No dijo nada más, pero volvió a llamarla por la noche y a la mañana siguiente. Maddy y Lizzie fueron a la misa del gallo con Andy, que no se despertó ni una sola vez. Dormido en el elegante moisés que acababan de comprarle, parecía un pequeño príncipe con su nuevo conjunto de jersey y gorro azules, arropado bajo una gruesa manta del mismo color y abrazado al oso de peluche.
Durante la mañana de Navidad, Lizzie y Maddy abrieron los regalos que se habían hecho mutuamente. Había bolsos, guantes, libros, jerséis y perfumes. Pero el mejor regalo de todos era Andy, que las miraba desde su moisés. Cuando Maddy se inclinó para besarlo, el pequeño le sonrió. Fue un momento que ella nunca olvidaría. Un presente por el que siempre se sentiría agradecida. Mientras cogía a Andy en brazos, rezó en silencio una oración a Annie, dándole las gracias por el más increíble de los obsequios.
Capítulo24
El 26 de diciembre emprendieron viaje a Vermont en un coche alquilado que, una vez cargado con los objetos del bebé, parecía una camioneta de gitanos. Andy durmió durante la mayor parte del trayecto, y Maddy y Lizzie charlaron y rieron.
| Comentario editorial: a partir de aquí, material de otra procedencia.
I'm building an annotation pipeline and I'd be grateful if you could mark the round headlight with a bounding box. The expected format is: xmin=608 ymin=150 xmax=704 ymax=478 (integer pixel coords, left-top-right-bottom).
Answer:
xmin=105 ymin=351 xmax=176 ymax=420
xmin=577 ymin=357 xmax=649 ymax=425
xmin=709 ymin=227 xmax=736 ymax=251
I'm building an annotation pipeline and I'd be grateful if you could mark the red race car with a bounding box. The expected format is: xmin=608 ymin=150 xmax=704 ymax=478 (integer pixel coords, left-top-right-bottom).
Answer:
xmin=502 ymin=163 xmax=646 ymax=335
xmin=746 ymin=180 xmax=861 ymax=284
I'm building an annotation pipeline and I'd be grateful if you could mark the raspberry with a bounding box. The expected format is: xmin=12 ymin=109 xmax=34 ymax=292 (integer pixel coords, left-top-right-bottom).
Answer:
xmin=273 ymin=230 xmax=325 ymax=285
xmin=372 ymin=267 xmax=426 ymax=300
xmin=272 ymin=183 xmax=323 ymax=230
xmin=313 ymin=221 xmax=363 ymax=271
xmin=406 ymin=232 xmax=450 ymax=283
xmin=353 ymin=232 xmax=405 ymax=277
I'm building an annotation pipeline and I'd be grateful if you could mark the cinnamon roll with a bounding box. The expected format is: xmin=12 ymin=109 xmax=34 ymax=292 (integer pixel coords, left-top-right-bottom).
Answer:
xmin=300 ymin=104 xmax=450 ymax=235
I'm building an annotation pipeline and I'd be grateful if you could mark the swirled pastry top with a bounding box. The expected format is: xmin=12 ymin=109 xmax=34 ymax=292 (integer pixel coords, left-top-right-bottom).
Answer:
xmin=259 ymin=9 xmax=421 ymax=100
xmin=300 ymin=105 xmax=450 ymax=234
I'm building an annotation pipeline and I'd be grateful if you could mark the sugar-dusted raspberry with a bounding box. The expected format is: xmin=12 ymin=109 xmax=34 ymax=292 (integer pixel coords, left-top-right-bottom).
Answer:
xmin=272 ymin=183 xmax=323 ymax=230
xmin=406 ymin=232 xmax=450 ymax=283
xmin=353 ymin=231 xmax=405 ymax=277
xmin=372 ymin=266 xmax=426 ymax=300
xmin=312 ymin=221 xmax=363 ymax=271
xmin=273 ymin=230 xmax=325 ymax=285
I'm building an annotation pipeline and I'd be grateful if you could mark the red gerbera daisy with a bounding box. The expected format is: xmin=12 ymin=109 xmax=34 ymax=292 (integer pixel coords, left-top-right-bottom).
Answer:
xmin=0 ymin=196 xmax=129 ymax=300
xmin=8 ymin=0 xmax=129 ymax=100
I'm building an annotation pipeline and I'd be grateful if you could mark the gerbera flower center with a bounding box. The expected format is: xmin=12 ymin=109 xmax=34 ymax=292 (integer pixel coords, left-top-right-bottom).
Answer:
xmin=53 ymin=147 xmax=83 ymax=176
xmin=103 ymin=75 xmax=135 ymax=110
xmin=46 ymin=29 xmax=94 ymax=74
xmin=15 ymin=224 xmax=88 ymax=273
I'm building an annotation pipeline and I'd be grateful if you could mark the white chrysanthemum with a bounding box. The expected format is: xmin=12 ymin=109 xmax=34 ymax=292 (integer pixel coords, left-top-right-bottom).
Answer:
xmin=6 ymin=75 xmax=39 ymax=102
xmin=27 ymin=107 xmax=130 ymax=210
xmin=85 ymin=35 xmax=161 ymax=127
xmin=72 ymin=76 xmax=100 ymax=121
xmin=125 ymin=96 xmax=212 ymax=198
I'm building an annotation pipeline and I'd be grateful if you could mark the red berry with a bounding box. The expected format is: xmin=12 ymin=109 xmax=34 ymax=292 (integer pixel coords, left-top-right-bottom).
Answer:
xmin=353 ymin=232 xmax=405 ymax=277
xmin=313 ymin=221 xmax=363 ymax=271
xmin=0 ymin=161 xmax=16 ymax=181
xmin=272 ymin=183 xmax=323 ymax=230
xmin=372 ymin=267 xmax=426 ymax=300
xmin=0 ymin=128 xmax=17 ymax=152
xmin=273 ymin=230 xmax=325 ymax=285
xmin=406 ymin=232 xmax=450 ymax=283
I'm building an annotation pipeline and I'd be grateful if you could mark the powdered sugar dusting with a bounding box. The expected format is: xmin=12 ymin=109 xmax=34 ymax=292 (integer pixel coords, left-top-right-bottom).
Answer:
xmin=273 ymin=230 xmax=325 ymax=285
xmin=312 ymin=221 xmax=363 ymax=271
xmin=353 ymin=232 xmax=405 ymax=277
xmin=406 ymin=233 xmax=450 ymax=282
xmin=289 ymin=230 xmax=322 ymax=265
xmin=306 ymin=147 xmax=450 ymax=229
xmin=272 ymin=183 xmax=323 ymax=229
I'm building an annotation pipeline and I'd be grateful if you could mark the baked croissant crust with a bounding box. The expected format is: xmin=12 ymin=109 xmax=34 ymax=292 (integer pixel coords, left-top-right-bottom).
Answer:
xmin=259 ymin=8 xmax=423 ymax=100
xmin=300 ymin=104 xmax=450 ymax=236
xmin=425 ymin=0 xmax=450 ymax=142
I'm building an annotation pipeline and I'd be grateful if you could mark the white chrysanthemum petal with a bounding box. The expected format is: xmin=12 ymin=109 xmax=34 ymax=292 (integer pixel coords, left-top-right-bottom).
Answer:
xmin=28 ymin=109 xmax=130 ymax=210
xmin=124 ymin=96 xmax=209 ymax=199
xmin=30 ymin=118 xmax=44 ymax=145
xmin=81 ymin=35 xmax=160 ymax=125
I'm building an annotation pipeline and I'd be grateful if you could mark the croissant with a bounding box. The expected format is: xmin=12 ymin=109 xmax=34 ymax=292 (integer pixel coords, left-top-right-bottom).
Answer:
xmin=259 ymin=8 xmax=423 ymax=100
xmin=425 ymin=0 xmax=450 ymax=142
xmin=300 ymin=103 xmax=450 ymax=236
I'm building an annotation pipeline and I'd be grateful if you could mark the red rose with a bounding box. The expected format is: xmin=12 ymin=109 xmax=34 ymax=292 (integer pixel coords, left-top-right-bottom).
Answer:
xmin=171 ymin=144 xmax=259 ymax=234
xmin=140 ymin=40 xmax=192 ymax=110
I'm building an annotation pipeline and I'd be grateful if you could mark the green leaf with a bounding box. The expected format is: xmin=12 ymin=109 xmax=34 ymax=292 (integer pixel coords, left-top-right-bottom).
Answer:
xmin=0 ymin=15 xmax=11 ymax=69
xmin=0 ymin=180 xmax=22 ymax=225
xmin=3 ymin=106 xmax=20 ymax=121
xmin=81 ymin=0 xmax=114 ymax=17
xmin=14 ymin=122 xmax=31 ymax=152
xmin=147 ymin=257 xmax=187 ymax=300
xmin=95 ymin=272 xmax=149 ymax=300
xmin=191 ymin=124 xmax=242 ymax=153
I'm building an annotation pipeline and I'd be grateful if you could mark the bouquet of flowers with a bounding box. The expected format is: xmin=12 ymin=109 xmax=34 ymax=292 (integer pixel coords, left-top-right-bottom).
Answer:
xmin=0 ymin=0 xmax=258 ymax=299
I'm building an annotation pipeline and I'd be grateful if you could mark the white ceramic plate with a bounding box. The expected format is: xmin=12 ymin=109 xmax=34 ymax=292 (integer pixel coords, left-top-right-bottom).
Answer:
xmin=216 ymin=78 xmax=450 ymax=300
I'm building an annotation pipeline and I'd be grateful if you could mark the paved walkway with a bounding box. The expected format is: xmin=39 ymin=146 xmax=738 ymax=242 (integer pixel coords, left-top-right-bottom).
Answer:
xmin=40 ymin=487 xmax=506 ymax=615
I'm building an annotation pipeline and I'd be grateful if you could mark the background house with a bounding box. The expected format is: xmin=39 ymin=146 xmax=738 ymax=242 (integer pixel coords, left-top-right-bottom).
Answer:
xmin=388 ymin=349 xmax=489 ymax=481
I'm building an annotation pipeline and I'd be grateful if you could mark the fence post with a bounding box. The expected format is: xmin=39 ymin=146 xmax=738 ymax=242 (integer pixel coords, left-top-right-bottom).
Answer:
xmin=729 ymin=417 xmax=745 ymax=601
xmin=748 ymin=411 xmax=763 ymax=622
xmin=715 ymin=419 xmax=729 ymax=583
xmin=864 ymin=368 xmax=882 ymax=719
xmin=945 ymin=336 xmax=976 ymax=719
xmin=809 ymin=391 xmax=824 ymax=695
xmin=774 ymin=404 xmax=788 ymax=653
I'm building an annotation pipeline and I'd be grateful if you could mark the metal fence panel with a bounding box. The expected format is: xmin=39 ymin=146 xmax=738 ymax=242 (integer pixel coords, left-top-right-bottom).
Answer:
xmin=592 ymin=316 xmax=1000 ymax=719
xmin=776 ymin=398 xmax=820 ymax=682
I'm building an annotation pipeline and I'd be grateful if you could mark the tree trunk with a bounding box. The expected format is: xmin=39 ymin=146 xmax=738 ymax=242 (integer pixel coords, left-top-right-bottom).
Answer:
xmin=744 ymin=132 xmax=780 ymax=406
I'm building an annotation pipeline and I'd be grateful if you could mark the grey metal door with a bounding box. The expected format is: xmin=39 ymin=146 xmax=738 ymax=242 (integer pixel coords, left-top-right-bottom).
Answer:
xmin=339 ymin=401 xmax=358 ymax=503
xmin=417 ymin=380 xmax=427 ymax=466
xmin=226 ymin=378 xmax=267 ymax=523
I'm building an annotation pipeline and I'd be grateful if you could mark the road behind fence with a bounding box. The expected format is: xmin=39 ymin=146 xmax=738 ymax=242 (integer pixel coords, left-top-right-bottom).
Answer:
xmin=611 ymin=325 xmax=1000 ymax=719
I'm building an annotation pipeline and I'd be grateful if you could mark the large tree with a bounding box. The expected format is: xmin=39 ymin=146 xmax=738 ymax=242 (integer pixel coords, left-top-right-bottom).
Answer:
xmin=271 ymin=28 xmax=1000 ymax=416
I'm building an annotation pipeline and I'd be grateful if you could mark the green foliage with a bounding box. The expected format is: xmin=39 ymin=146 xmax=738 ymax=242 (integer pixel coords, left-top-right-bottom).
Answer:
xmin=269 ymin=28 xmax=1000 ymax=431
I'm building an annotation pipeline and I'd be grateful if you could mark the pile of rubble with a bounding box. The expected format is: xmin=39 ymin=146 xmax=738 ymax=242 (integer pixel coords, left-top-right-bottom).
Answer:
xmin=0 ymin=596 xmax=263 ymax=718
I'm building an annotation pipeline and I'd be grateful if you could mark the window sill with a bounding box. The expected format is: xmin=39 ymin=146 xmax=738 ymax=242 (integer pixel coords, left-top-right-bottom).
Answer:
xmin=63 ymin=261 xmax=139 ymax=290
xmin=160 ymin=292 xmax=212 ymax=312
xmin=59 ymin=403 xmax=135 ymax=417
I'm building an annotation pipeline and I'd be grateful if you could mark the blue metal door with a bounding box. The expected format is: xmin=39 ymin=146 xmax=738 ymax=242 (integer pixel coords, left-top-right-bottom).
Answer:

Hicieron un alto para comer una hamburguesa y darle el biberón al niño. Maddy nunca se había sentido tan feliz ni tan convencida de haber hecho lo correcto. Ahora entendía lo que le había arrebatado Jack al obligarla a ligarse las trompas. De hecho, le había robado muchas cosas: la confianza, el respeto a sí misma, la autoestima, el poder de tomar decisiones y dirigir su propia vida. Un alto precio por un empleo y unos cuantos objetos materiales.